Seven Bosnian Serbs convicted for Srebrenica massacre

By DPA, IANS
Thursday, June 10, 2010

THE HAGUE - A United Nations court Thursday found three former Bosnian Serb officers guilty of genocide and convicted four others for their role in Europe’s worst atrocity since World War II - the massacre in 1995 of thousands of Muslim men in Bosnia enclave of

Srebrenica.

A total of 5,300 exhibits were admitted and 315 witnesses were heard during the four-year trial, the biggest to date at the Hague-based International Criminal Tribunal for the former Yugoslavia

(ICTY).

Vujadin Popovic and Ljubisa Beara, then chiefs of security of the Drina Corps of the Bosnian Serb Army (VRS), were both found guilty of genocide, extermination, murder and persecution and sentenced to life imprisonment.

Judges said Popovic knew of and shared plans by Bosnian Serb forces to eliminate Muslims living in the area and that Beara was the “driving force” behind the exterminations.

Drago Nikolic, a high-ranking officer in the Zvornik Brigade, was found guilty of aiding and abetting genocide, extermination, murder and persecution, and sentenced to 35 years’ imprisonment.

Ljubomir Borovcanin, a senior police officer, and three others were found guilty of a variety of crimes, including inhumane acts and deportation, and were handed prison sentences ranging from 19 to five years.
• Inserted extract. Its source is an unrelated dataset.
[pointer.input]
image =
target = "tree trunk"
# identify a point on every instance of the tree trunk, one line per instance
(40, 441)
“The scale and nature of the murder operation, with the staggering number of killings, the systematic and organised manner in which it was carried out, the targeting and relentless pursuit of the victims, and the plain intention - apparent from the evidence - to eliminate every Bosnian Muslim male who was captured or surrendered proves beyond reasonable doubt that this was genocide,” judges said.
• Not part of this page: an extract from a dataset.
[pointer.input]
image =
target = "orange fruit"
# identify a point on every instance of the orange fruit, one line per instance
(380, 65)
Judges at the ICTY said a total of 5,336 victims had been identified at Srebrenica, but that the true number of men and boys killed in the Muslim enclave was likely to be in excess of 7,800.

The executions took place between July 13 and 23, 1995, after Bosnian Serb forces overran Dutch peacekeepers in the UN-protected zones of Srebrenica and Zepa.

“In the context of the war in the former Yugoslavia, and in the context of human history, these events are arrestive in their scale and brutality,” judges said.

Hatidza Mehmedovic of the Mothers of Srebrenica - a group representing the relatives of the victims - said the ICTY judges should have issued harsher verdicts.

Speaking in Sarajevo, Mehmedovic said she felt “humiliated and bitter”, adding that “even life in prison is no satisfaction for the surviving victims.”

But Dusan Ignjatovic, head of Serbia’s National council for cooperation with the Hague tribunal, said he hoped the ruling would help the victims find their peace.

“A terrible crime of large proportions happened in Srebrenica” and that should not be forgotten, he said.

But Serbia’s opposition Radical Party complained that the ruling was a first “bitter fruit” of a recent decision by the country’s parliament to acknowledge and condemn the Srebrenica Massacre.

Thursday’s verdict was expected to damage Radovan Karadzic - who is currently on trial in The Hague - since the trial chamber found that the former Bosnian Serb leader had issued, in march 1995, the “Supreme Command Directive” which was to result in “the widespread and systematic attack” against the enclave’s civilian population.

The ICTY has so far indicted 21 individuals for crimes committed in Srebrenica. Among these are Radislav Krstic, who was the first defendant to be convicted of aiding and abetting genocide in

Srebrenica, in August 2001.

Ratko Mladic, the war-time leader of the Bosnian Serb Army also charged with genocide in Srebrenica, remains a fugitive.